- Series logo
- Created by: Pat Hutchins
- Starring: Peter Jones (Series 1 and 2) Paul Vaughan (Series 3)
- Country of origin: United Kingdom
- No. of series: 3
- No. of episodes: 39 (13 missing)

Production
- Running time: 10 minutes
- Production companies: Hutchins Film Company Yorkshire Television

Original release
- Network: ITV (CITV) Milkshake!
- Release: 26 September 1997 – June 2001

= Titch (TV series) =

Titch is a British stop-motion children's television programme that originally aired on Children's ITV from 1997 to 2001, then from 2001 to 1 January 2006 on Tiny Living, before appearing on Milkshake! in September 2004 as Tiny Living went off-air. It was created by Pat Hutchins, also the creator of the Titch book series.

==Production==
According to Pat Hutchins, each episode took three weeks to shoot as it was created in stop-motion animation, using clay models instead of proposed cartoons.
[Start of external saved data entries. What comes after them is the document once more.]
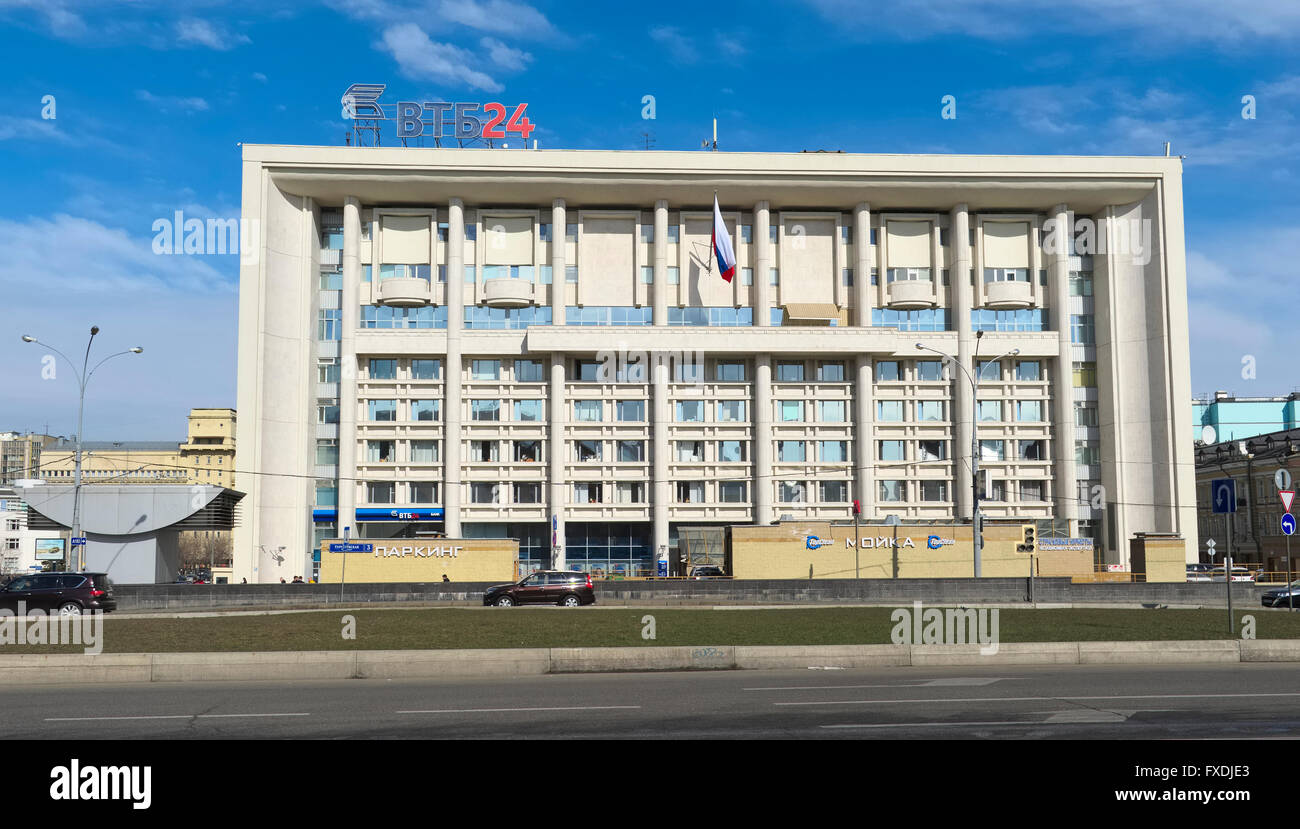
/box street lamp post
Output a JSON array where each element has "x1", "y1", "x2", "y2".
[
  {"x1": 916, "y1": 332, "x2": 1020, "y2": 578},
  {"x1": 22, "y1": 328, "x2": 143, "y2": 572}
]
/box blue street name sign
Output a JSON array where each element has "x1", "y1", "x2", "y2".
[{"x1": 329, "y1": 543, "x2": 374, "y2": 553}]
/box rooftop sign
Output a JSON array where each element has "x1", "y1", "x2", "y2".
[{"x1": 342, "y1": 84, "x2": 535, "y2": 143}]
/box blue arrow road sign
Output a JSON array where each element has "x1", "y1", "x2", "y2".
[
  {"x1": 1212, "y1": 478, "x2": 1237, "y2": 514},
  {"x1": 1283, "y1": 514, "x2": 1296, "y2": 536}
]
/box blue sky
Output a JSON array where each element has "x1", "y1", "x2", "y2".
[{"x1": 0, "y1": 0, "x2": 1297, "y2": 439}]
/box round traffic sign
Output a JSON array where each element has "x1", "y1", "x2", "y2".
[
  {"x1": 1278, "y1": 469, "x2": 1293, "y2": 491},
  {"x1": 1283, "y1": 514, "x2": 1297, "y2": 536}
]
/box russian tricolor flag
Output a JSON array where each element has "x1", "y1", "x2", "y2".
[{"x1": 711, "y1": 195, "x2": 736, "y2": 283}]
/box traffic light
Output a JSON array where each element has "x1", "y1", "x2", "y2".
[
  {"x1": 852, "y1": 499, "x2": 861, "y2": 516},
  {"x1": 1017, "y1": 525, "x2": 1036, "y2": 554}
]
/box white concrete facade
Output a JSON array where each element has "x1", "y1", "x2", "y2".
[{"x1": 234, "y1": 146, "x2": 1195, "y2": 581}]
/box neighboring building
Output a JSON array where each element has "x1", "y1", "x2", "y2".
[
  {"x1": 1191, "y1": 391, "x2": 1300, "y2": 446},
  {"x1": 39, "y1": 408, "x2": 236, "y2": 488},
  {"x1": 0, "y1": 486, "x2": 55, "y2": 576},
  {"x1": 1194, "y1": 428, "x2": 1300, "y2": 574},
  {"x1": 236, "y1": 146, "x2": 1195, "y2": 582},
  {"x1": 0, "y1": 432, "x2": 45, "y2": 485}
]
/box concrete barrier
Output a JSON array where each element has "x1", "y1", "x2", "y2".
[
  {"x1": 910, "y1": 642, "x2": 1080, "y2": 667},
  {"x1": 1240, "y1": 639, "x2": 1300, "y2": 662},
  {"x1": 549, "y1": 645, "x2": 735, "y2": 672},
  {"x1": 356, "y1": 648, "x2": 548, "y2": 679},
  {"x1": 1077, "y1": 639, "x2": 1241, "y2": 665},
  {"x1": 150, "y1": 650, "x2": 358, "y2": 683},
  {"x1": 0, "y1": 653, "x2": 153, "y2": 685},
  {"x1": 735, "y1": 644, "x2": 911, "y2": 670}
]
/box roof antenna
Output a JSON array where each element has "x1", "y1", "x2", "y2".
[{"x1": 1164, "y1": 141, "x2": 1171, "y2": 156}]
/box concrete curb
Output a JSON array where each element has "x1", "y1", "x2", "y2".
[{"x1": 0, "y1": 639, "x2": 1297, "y2": 685}]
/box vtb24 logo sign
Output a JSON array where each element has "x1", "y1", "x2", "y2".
[{"x1": 342, "y1": 84, "x2": 535, "y2": 142}]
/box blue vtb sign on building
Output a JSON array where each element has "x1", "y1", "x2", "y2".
[{"x1": 1211, "y1": 478, "x2": 1237, "y2": 514}]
The models were miniatures, as ITV gave the animating team a limited budget so that production or scale was minimalistic. After the first two series finished airing in 1999, a third series went into production, and premiered during 2000, before it had its final episode in mid-2001. There is no disclosed reason why the programme finished but Hutchins reportedly said it became too costly and time-consuming to create. Due to its immense popularity repeats of the programme aired occasionally until around 2003 and then repeated on Tiny Living. The programme moved to Milkshake! on Channel 5 between 5 September 2004 and 15 January 2008 with updated titles credited to 2005.

==Music and DVD==
The music for Titch was composed by British pianist & composer Michael Nyman. The theme song was originally sung by Nicholas Battye, before it was re-recorded with a new vocalist for 2005 repeats.

The series was issued on several videos in the 1990s. DVDs were released in 2005, titled Picnic and Other Stories and Christmas.